Instead, the scenario which highlights Polkadot’s advantage is when you are doing 10,000 dex swaps, then a single transfer to a privacy layer to hide all those operations. Here, you would actually save much more time, because each of those dex operations have been optimized on a dedicated blockchain, and the overhead of XCMP is shadowed by all of the time (and fees) saved by doing it in a more optimized environment.

What does this imply about how users and products will be built on Polkadot?

Well, Parachains won’t actually be THAT focused, at least, they will all likely provide “good enough” solutions to common operations like DEX (if they manage multiple tokens), smart contracts to a certain extent (for extending funtionality on their chain), etc…

These parachains will have these applications as secondary features compared to their main product. And they can achieve these features quite simply thanks to Substrate and our modular pallet system. Adding a dex to any parachain will be as simple as adding a new pallet to their runtime.

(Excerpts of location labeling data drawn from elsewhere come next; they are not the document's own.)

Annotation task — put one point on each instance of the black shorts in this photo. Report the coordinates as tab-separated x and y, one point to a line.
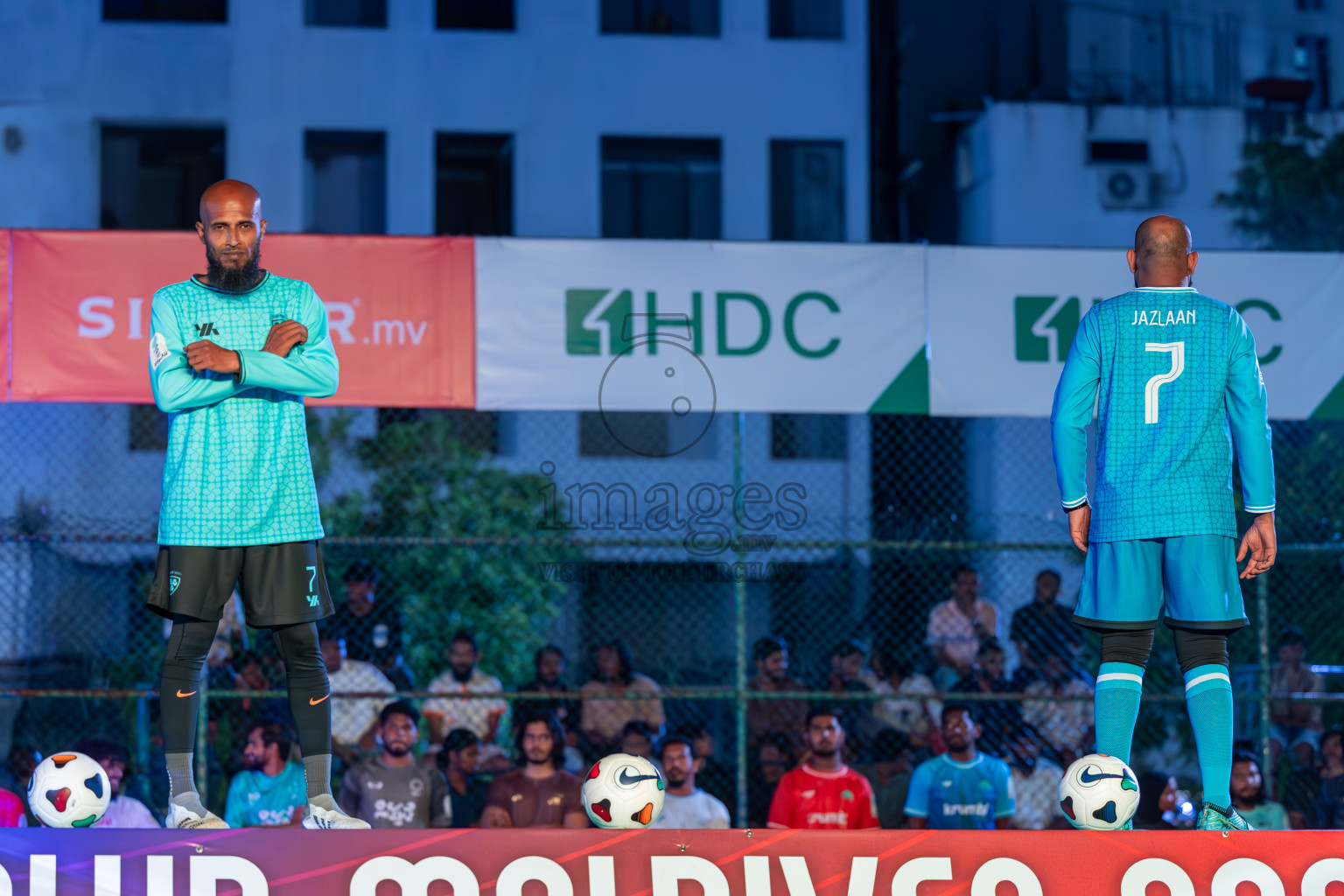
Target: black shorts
280	584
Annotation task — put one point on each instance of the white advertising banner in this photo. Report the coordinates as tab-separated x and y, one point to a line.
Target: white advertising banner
1002	321
654	326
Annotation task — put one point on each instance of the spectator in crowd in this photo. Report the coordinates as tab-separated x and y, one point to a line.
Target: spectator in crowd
822	793
1249	795
370	626
958	625
549	664
466	788
481	717
637	739
1329	798
1156	798
124	810
686	805
1294	727
391	788
773	760
541	794
1045	627
605	713
270	792
962	788
996	719
354	719
890	777
767	718
1068	724
1035	782
917	715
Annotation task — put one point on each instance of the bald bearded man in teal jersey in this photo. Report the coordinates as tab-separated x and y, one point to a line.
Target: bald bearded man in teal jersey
231	356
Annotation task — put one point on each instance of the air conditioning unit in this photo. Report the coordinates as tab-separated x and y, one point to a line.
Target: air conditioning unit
1125	186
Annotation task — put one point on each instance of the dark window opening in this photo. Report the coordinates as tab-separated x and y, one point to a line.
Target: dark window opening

However, this does not mean the death of DEX parachains, since we all know that systems like a DEX are optimized where there is high liquidity, lots of different available assets, and only a dedicated DEX chain will be able to provide that as a primary feature. If you are doing a small conversion for some scenario, probably you don’t mind too much about a super optimized dex trade, but if you are doing big trades, probably you will want to eat the time cost of transferring the asset to an appropriately competitive DEX parachain. Same with contract parachains.

This also implies that users will probably end up having a “usable” amount of assets on each chain they care about. It will not be a normal scenario that a user wants to perform one action on a parachain, so they start with their tokens on DOT, initiate a transfer with “just enough”, and perform that one operation. Instead, they will probably predict how much they will use another parachain over a long period of time, transfer enough assets to that chain to handle all of those operations (and more), and just manage that balance on the other parachain.

This means we probably should be directing teams to build less UIs which execute operations across multiple parachains, and instead focus on dedicated UIs for all the operations on a single parachain, and a really amazing UI for managing your assets across multiple chains, and making that one time transfer.

Does this mean that all of the programmability of XCM is useless? No, since XCM is also targeting contracts where all of these cross contract calls are free (our initial assumption), but likely XCMP and cross parachain programmability will be minimal, since the amount of “actions” you can take on either side of the XCMP operation won’t be that large, and thus does not really outweigh the large overhead of the transfer itself.

There are probably a lot more that we can derive about behaviors and what will actually be successful on Polkadot if we continue to think down this path.

Is there anything here which I am getting wrong?

Are there any bets we are making which would change if this is right?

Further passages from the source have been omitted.